Andrew Gelman has some recent discussion here.
Sometimes this is pretty useful, and sometimes not. Its going to be most useful when you have not much evidence, and also when your model is not well constrained along some dimensions (such as when you have multiple sources of variance). Its also going to be useful when there are a ton of answers that seem implausible.
The extent of my usefulness here is used.
Related Hanson paper: http://hanson.gmu.edu/prior.pdf
I don’t know if you meant “people” in a generalized sense, meaning “every rational probability user”, or more in the sense of “the common wo/men”.
If in the first sense, there are different principles you can use that depends on what you already know to be true: the indifference principle, Laplace’s succession rule, minimum entropy, group invariance, Solomonoff induction, etc., and possibly even more. It should be an active area of research in probability theory (if it’s not, shame on you, researchers!). As a general principle, the ideal prior is the most inclusive prior that is not ruled out by the information (you consider true). Even after that, you want to be very careful not to let any proposition to be 0 or 1, because outside of mathematical idealization, everybody is imperfect and has access only to imperfect information.
If, otherwise, you meant “the common person in the street”, then I can only say that I see used overwhelmingly the bias of authority and generalization from one example. After all, “construct prior” just means “decide what is true and to what degree”.

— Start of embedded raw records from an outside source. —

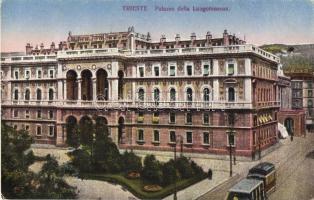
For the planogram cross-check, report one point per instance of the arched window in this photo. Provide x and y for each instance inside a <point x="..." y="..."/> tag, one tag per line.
<point x="189" y="94"/>
<point x="51" y="94"/>
<point x="156" y="95"/>
<point x="38" y="94"/>
<point x="172" y="94"/>
<point x="231" y="94"/>
<point x="16" y="94"/>
<point x="206" y="94"/>
<point x="141" y="94"/>
<point x="27" y="95"/>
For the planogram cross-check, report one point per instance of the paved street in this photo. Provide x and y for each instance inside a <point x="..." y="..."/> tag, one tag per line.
<point x="295" y="171"/>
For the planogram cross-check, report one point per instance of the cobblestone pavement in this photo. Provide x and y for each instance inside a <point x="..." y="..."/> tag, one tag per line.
<point x="199" y="188"/>
<point x="294" y="181"/>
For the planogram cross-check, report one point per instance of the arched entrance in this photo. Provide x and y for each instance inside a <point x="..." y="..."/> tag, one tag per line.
<point x="72" y="86"/>
<point x="102" y="84"/>
<point x="121" y="129"/>
<point x="289" y="124"/>
<point x="87" y="85"/>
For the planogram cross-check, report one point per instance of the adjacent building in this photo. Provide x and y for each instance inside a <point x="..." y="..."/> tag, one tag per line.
<point x="151" y="94"/>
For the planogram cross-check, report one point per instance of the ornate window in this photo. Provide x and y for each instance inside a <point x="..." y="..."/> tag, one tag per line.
<point x="27" y="95"/>
<point x="231" y="94"/>
<point x="38" y="94"/>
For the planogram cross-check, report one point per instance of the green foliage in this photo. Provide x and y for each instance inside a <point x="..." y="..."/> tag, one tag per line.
<point x="17" y="182"/>
<point x="81" y="160"/>
<point x="131" y="162"/>
<point x="169" y="173"/>
<point x="152" y="171"/>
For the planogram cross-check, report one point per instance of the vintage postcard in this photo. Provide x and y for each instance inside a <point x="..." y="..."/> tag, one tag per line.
<point x="137" y="99"/>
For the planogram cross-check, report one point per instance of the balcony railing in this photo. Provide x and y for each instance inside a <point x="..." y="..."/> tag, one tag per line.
<point x="232" y="49"/>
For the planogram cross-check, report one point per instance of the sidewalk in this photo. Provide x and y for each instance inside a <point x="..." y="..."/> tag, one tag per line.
<point x="202" y="187"/>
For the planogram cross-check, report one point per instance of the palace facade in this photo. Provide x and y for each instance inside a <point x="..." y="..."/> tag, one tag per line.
<point x="151" y="94"/>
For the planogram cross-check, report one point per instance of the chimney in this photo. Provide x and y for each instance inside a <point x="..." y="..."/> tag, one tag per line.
<point x="225" y="38"/>
<point x="29" y="49"/>
<point x="177" y="38"/>
<point x="163" y="39"/>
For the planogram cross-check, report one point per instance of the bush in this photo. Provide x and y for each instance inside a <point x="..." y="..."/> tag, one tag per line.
<point x="184" y="167"/>
<point x="81" y="160"/>
<point x="152" y="170"/>
<point x="131" y="162"/>
<point x="210" y="174"/>
<point x="169" y="173"/>
<point x="197" y="169"/>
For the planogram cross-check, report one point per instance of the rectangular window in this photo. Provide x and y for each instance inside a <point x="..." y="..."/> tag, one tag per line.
<point x="156" y="136"/>
<point x="156" y="71"/>
<point x="172" y="118"/>
<point x="189" y="138"/>
<point x="189" y="118"/>
<point x="38" y="114"/>
<point x="172" y="70"/>
<point x="38" y="73"/>
<point x="50" y="114"/>
<point x="206" y="70"/>
<point x="205" y="118"/>
<point x="230" y="69"/>
<point x="172" y="136"/>
<point x="15" y="113"/>
<point x="141" y="71"/>
<point x="16" y="75"/>
<point x="38" y="130"/>
<point x="51" y="131"/>
<point x="26" y="114"/>
<point x="231" y="139"/>
<point x="27" y="74"/>
<point x="206" y="138"/>
<point x="51" y="73"/>
<point x="140" y="135"/>
<point x="189" y="70"/>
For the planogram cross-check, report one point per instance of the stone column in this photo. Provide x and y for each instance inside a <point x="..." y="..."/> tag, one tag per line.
<point x="248" y="68"/>
<point x="216" y="89"/>
<point x="79" y="90"/>
<point x="64" y="90"/>
<point x="94" y="90"/>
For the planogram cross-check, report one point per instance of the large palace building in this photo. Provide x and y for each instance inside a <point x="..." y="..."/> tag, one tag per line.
<point x="151" y="94"/>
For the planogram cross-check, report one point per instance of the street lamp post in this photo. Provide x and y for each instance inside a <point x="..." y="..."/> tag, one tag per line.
<point x="175" y="158"/>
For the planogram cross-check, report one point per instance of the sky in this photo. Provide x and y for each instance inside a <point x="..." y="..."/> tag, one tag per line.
<point x="258" y="21"/>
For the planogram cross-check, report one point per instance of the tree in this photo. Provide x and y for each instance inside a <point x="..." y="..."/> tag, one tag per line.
<point x="152" y="170"/>
<point x="86" y="128"/>
<point x="131" y="162"/>
<point x="17" y="181"/>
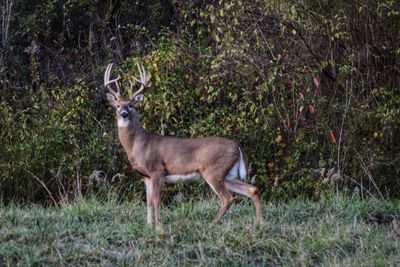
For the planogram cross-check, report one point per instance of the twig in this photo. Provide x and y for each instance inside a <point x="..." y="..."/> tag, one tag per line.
<point x="44" y="186"/>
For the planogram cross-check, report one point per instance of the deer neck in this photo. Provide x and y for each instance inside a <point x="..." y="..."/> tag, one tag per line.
<point x="130" y="133"/>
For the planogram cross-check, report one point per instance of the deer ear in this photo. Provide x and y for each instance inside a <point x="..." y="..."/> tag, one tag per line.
<point x="111" y="99"/>
<point x="139" y="98"/>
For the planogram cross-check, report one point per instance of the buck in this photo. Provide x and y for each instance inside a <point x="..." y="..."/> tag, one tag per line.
<point x="219" y="161"/>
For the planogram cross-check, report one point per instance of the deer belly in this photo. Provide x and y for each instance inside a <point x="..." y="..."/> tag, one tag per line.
<point x="188" y="178"/>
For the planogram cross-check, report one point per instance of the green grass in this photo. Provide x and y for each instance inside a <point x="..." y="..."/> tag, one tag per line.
<point x="337" y="231"/>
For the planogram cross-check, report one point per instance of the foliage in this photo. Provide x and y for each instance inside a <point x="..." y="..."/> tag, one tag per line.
<point x="342" y="231"/>
<point x="309" y="88"/>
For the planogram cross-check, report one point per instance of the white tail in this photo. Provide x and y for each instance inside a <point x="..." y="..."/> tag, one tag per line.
<point x="219" y="161"/>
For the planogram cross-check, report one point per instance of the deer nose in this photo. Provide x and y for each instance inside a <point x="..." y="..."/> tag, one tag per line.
<point x="124" y="114"/>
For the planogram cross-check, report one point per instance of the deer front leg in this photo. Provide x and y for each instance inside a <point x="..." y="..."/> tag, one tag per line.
<point x="149" y="195"/>
<point x="156" y="185"/>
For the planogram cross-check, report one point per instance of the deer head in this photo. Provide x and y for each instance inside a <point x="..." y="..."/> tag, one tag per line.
<point x="125" y="106"/>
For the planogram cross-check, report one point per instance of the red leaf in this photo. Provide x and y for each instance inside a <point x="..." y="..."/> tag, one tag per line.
<point x="316" y="85"/>
<point x="316" y="82"/>
<point x="332" y="138"/>
<point x="311" y="109"/>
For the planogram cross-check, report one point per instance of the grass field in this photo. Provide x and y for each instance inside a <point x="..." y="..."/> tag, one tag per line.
<point x="336" y="231"/>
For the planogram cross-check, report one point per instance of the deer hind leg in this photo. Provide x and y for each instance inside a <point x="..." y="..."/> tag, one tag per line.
<point x="149" y="195"/>
<point x="156" y="185"/>
<point x="224" y="195"/>
<point x="248" y="190"/>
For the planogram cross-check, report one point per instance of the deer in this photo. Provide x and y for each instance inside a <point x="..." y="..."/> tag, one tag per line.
<point x="158" y="159"/>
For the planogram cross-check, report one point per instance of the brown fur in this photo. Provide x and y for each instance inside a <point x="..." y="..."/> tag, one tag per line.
<point x="156" y="156"/>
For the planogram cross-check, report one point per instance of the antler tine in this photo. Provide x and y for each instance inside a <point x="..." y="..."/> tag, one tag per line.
<point x="142" y="81"/>
<point x="108" y="82"/>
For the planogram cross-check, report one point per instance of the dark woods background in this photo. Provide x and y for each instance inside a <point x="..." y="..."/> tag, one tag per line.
<point x="309" y="88"/>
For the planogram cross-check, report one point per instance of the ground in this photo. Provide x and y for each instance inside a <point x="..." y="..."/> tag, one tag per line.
<point x="334" y="231"/>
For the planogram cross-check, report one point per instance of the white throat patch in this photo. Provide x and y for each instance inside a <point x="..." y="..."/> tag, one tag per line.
<point x="123" y="122"/>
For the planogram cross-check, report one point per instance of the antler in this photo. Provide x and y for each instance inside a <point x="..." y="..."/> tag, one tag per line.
<point x="107" y="81"/>
<point x="142" y="80"/>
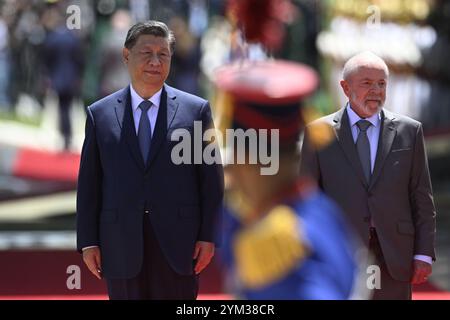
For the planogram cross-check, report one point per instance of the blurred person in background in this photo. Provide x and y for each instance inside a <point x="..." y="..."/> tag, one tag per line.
<point x="113" y="73"/>
<point x="376" y="169"/>
<point x="185" y="71"/>
<point x="284" y="239"/>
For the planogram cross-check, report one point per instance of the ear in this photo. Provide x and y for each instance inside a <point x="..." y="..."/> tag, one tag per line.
<point x="125" y="54"/>
<point x="345" y="88"/>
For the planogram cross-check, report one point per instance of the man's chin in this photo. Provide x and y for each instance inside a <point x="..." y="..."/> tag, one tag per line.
<point x="374" y="106"/>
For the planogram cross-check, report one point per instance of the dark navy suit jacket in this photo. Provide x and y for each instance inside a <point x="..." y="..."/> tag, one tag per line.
<point x="116" y="187"/>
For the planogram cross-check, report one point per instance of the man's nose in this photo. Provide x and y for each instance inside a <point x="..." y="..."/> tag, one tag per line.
<point x="154" y="59"/>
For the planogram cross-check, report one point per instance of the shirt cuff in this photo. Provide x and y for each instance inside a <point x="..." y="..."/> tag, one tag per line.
<point x="85" y="248"/>
<point x="421" y="257"/>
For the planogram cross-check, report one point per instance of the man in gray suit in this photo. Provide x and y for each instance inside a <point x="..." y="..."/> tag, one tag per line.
<point x="375" y="167"/>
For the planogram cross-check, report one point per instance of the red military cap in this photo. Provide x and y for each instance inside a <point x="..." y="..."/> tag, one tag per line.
<point x="265" y="95"/>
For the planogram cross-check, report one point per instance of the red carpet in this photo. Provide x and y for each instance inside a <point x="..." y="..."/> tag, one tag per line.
<point x="42" y="275"/>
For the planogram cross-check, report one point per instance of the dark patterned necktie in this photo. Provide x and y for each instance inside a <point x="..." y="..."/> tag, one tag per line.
<point x="144" y="130"/>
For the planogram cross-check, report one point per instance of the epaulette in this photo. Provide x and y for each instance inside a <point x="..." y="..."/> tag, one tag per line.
<point x="270" y="249"/>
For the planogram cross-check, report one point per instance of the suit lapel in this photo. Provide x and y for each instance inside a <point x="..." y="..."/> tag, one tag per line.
<point x="345" y="139"/>
<point x="125" y="118"/>
<point x="387" y="136"/>
<point x="167" y="110"/>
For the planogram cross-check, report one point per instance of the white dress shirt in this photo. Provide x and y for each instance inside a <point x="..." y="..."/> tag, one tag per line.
<point x="373" y="134"/>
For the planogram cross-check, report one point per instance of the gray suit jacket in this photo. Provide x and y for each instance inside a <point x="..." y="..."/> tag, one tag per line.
<point x="399" y="196"/>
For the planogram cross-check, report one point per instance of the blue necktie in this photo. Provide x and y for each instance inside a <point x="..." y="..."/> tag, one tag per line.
<point x="363" y="147"/>
<point x="144" y="130"/>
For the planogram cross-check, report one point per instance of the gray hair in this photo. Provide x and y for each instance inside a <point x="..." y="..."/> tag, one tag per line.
<point x="362" y="59"/>
<point x="152" y="27"/>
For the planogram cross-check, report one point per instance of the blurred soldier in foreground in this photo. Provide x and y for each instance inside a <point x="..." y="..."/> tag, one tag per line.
<point x="283" y="238"/>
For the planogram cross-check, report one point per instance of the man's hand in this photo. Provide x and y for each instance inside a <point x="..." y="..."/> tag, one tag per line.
<point x="204" y="251"/>
<point x="421" y="271"/>
<point x="92" y="259"/>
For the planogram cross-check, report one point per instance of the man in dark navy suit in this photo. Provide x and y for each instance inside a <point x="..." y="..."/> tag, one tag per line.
<point x="144" y="223"/>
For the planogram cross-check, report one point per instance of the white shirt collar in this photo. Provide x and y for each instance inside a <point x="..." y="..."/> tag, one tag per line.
<point x="136" y="99"/>
<point x="375" y="119"/>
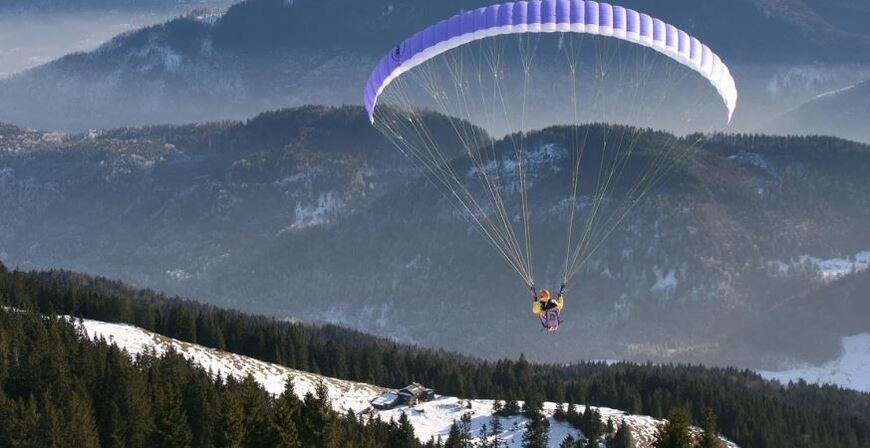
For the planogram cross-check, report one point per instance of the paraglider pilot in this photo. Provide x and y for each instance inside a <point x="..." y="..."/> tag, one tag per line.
<point x="548" y="308"/>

”Constructing better prior” amounts to not using information we don’t have, avoiding the mind projection fallacy, and using the information we have, constructing an informed model of the world. It is indeed worth trying to figure out how to be better at those things, but not as much as in idealized setting. Since we have access only to inconsistent information, it is sometimes the case that we must completely discard what we held to be true, a case that doesn’t happen in pure probability theory.
You can construct a variety of priors and then show that some of them have more intuitive implications than others. See e.g. the debate about priors in this post, and in the comment threads of the posts it follows up on.
The Handbook of Chemistry and Physics?
But seriously, I have no idea either, other than ‘eyeball it’, and I’d like to see how other people answer this question too.